Chinese Coffee Co Luckin Has Strong Nasdaq Debut

Luckin Coffee

Shares in Chinese coffee company Luckin Coffee surged about 50 percent in the company’s debut on the Nasdaq on Friday (May 17), according to a report by CNBC.

The opening trade for the company, which was under the symbol LK, was $25 a share. Luckin priced its initial public offering (IPO) at $17 a share on Thursday night, for an implied value of around $4 billion.

The company also added 3 million more shares than originally planned, to 33 million. It set its price at the high range of between the expected $15 to $17 a share.

By early afternoon on Friday it was up 27 percent to $21.66.

Luckin was founded less than two years ago and wants to dethrone Starbucks, which recently celebrated a 20-year anniversary in the country, as the biggest coffee company in China.

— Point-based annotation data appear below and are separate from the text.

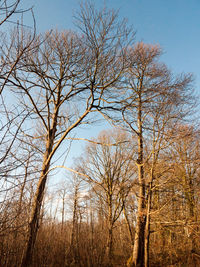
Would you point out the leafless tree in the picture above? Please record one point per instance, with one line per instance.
(154, 99)
(59, 71)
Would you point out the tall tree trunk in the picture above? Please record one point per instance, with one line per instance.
(36, 207)
(110, 230)
(137, 258)
(147, 227)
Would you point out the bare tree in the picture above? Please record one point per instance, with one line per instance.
(53, 77)
(110, 173)
(154, 99)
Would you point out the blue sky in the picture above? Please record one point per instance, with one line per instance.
(174, 24)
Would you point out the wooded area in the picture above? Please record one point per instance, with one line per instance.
(133, 197)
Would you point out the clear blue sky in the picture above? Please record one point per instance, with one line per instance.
(174, 24)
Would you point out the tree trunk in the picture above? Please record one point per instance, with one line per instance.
(36, 207)
(137, 258)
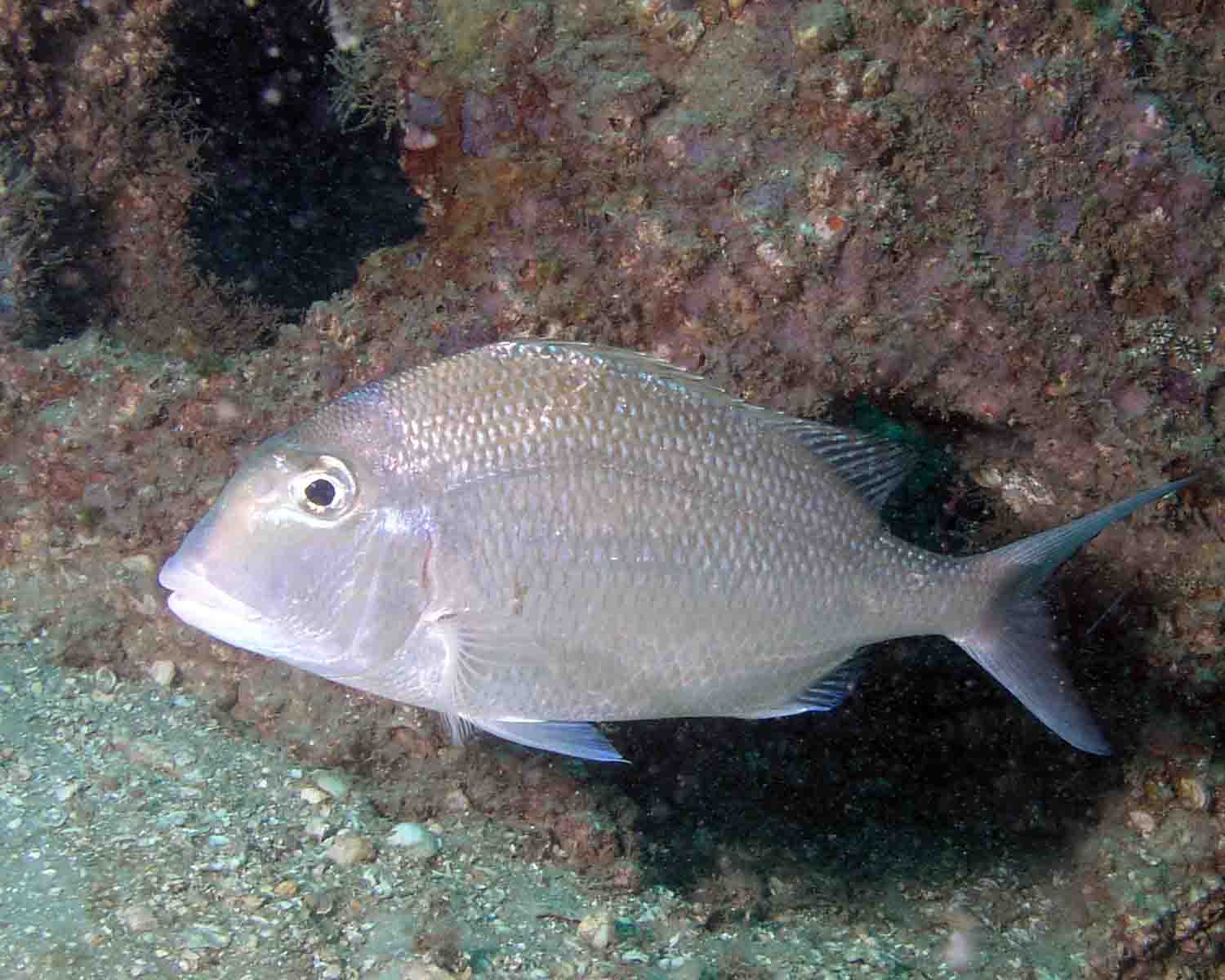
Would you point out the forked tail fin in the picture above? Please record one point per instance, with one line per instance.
(1013, 639)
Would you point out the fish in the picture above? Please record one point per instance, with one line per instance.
(534, 537)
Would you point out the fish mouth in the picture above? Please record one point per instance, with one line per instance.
(198, 603)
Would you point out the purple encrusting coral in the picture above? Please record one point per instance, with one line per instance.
(1001, 223)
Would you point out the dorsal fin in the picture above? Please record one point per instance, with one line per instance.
(872, 466)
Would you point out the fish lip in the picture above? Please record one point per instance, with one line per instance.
(193, 595)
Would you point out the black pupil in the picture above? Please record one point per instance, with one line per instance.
(320, 492)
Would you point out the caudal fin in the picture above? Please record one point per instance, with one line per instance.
(1013, 639)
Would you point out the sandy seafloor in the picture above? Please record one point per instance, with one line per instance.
(142, 837)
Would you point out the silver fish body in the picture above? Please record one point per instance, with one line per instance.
(534, 536)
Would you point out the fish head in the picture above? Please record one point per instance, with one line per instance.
(305, 558)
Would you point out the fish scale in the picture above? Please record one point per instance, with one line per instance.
(533, 536)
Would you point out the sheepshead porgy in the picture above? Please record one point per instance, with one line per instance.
(534, 536)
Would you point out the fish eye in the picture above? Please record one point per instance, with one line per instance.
(325, 490)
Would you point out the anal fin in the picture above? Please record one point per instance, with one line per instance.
(821, 696)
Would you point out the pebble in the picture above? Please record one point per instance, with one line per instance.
(350, 849)
(163, 673)
(1142, 821)
(137, 919)
(1193, 793)
(313, 795)
(597, 930)
(414, 840)
(333, 784)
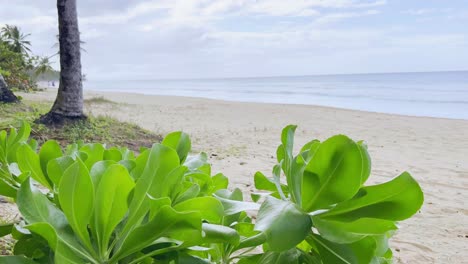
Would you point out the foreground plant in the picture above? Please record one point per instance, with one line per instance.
(109, 205)
(324, 213)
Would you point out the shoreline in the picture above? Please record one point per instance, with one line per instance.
(240, 138)
(104, 93)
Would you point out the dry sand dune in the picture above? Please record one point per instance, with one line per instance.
(241, 138)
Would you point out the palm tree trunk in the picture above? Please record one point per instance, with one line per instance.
(69, 102)
(6, 95)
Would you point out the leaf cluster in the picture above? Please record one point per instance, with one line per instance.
(96, 204)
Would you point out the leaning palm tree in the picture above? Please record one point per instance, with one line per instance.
(69, 102)
(15, 39)
(6, 95)
(43, 66)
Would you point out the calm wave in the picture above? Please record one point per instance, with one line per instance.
(436, 94)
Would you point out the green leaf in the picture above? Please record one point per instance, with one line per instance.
(156, 204)
(334, 174)
(167, 223)
(39, 212)
(6, 189)
(50, 150)
(28, 160)
(76, 196)
(95, 153)
(180, 142)
(56, 168)
(98, 170)
(111, 202)
(284, 224)
(191, 192)
(372, 211)
(161, 162)
(220, 234)
(209, 208)
(112, 154)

It’s expanded at breakneck speed, opening 2,370 stores with plans to open 2,500 by the end of 2019. About 90 percent of its stores are little shops designed for quick and easy pickup, that are close to customers.

“We have done what most people do in 15 or 20 years,” Luckin CFO Reinout Schakel said.

Coffee sales in China are expected to continue to grow, and analysts say they could reach $8.2 billion this year and grow annually by 11.3 percent for the next five.

However, tea is still China’s go-to beverage, so Luckin is trying to reach that market as well by offering trendy tea beverages like fruit teas topped with cream cheese.

Another method used by Luckin, which is part of the reason it burns through cash so quickly, is that it attracts new customers by discounting its beverages, a move that Starbucks CEO Kevin Johnson has said is untenable. 

The company reported net sales of $125.3 million against a net loss of $241.3 million in 2018, and shareholders will want to see the company raise a profit eventually. The $561 raised through the IPO will go toward funding new stores, customer acquisition, investments in technology and other corporate uses.